To start, we decided to do a bit of prototyping around transitive groups. The first step in the Math-in-the-Middle methodology for interoperability between computer algebra systems is to formalize the mathematical concept itself. Recent progress on the MMT language has actually made this very practical (see also here):

A mathematician should be able to point to this and get near universal agreement in the community on what that means.

Line 24 is of course critical to the definition, but one can see that the rest is well structured and readable. I have omitted here the first five lines, which consist of include statements, and make the whole thing a completely formal definition yet implemented at a very high level of abstraction. You could slim down those includes and build the same thing on flexiformal foundations, e.g. not bother with the logic “deep down”.
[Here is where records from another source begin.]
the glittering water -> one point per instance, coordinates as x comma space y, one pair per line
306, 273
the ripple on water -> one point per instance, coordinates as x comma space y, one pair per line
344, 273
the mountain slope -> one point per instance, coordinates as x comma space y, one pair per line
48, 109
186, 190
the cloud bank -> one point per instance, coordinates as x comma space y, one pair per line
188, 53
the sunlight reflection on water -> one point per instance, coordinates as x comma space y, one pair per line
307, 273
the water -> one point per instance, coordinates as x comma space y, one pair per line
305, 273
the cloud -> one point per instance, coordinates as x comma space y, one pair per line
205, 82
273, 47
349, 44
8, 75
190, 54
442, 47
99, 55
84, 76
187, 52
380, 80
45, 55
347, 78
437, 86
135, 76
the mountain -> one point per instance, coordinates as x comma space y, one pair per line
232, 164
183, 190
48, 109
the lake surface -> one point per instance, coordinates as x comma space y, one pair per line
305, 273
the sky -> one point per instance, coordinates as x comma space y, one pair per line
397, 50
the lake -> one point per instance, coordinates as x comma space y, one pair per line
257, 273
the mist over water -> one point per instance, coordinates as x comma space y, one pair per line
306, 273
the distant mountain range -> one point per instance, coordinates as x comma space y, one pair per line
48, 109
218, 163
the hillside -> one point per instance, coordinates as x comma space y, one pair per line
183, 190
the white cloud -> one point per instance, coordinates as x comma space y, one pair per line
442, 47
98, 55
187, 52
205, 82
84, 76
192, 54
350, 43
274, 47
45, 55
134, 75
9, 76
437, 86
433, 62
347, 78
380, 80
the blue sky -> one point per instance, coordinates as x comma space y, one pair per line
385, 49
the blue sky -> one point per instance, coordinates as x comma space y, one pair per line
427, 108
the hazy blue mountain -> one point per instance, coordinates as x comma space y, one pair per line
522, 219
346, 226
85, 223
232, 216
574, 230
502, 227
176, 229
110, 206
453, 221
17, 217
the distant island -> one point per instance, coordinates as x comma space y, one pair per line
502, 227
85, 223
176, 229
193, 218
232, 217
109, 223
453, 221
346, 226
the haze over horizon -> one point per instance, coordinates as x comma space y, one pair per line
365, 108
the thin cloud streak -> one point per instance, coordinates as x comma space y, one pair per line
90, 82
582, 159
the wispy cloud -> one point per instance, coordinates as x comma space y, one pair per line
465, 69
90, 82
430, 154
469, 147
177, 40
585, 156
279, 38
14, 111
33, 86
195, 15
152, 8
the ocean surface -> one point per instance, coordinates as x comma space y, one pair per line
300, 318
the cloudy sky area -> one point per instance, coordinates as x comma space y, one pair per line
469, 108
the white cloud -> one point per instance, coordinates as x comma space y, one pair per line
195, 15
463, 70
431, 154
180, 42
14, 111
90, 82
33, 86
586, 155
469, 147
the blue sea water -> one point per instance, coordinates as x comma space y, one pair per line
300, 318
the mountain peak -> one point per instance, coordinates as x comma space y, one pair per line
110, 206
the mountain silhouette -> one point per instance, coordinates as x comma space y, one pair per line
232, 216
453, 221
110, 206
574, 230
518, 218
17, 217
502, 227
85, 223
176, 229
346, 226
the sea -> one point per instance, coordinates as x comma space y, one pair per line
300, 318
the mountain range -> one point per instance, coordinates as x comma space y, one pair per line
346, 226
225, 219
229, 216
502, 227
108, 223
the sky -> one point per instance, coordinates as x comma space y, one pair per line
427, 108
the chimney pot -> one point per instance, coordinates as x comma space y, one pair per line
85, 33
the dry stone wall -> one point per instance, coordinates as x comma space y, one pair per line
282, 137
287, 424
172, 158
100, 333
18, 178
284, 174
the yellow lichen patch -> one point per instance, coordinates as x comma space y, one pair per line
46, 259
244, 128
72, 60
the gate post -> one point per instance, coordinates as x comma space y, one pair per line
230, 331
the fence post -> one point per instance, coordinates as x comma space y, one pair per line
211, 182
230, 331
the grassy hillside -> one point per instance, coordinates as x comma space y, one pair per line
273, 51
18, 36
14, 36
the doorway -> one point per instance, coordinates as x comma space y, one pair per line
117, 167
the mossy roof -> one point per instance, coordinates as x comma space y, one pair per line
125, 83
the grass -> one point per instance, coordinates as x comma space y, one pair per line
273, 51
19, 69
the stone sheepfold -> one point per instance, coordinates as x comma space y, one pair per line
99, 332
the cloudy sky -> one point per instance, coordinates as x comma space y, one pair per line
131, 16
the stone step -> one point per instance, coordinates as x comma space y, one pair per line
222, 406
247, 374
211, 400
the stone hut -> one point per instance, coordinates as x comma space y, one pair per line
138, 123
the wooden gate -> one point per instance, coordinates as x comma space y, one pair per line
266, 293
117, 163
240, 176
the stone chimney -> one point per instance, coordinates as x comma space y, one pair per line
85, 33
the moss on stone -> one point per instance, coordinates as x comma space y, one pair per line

Overall, not many mathematicians might be able to write this, but almost any mathematician can navigate her way through it. It also helps that the jEdit editor and the MathHub webserver have drastically improved, especially in ease of use (work done as part of Work Package 4), but also installation and resilience (work done as part of Work Package 3).

## Math-in-the-Middle methodology

Now that we have a target formalization, the idea is to separately make Sage and GAP interact with it. In the Math-in-the-Middle (MitM) formalism adopted for Work Package 6, we think of having in the “center” a system-independent flexiformalization of the mathematical domains (represented in this diagram in blue; replace in your head EC for elliptic curves with TG for transitive groups).

The next step is to work on the reddish clouds, which are the interface theories between this center and the other systems. These interface theories mainly flexiformalize the system-specific aspects of the domain.

On the GAP side, GAP generates for those interfaces OMDoc/MMT Content Dictionaries (CDs) that contain name, type, and documentation for all API functions (constructors, predicates, methods, …). This is automated, has good coverage and is very rich semantically (more on that towards the end of the post). The next step of the plan is then to align the generated system CDs with the MitM formalization by the MMT implements relation of aligment (e.g. an aligment could be: GAP-transitive_group MMT-implements MitM-transitive group). If equivalent Sage CDs were available, as well as Sage alignments, we would get a semantic crosswalk between GAP and Sage by composing the MitM alignments between all those different CDs. This would provide the necessary framework for interoperability.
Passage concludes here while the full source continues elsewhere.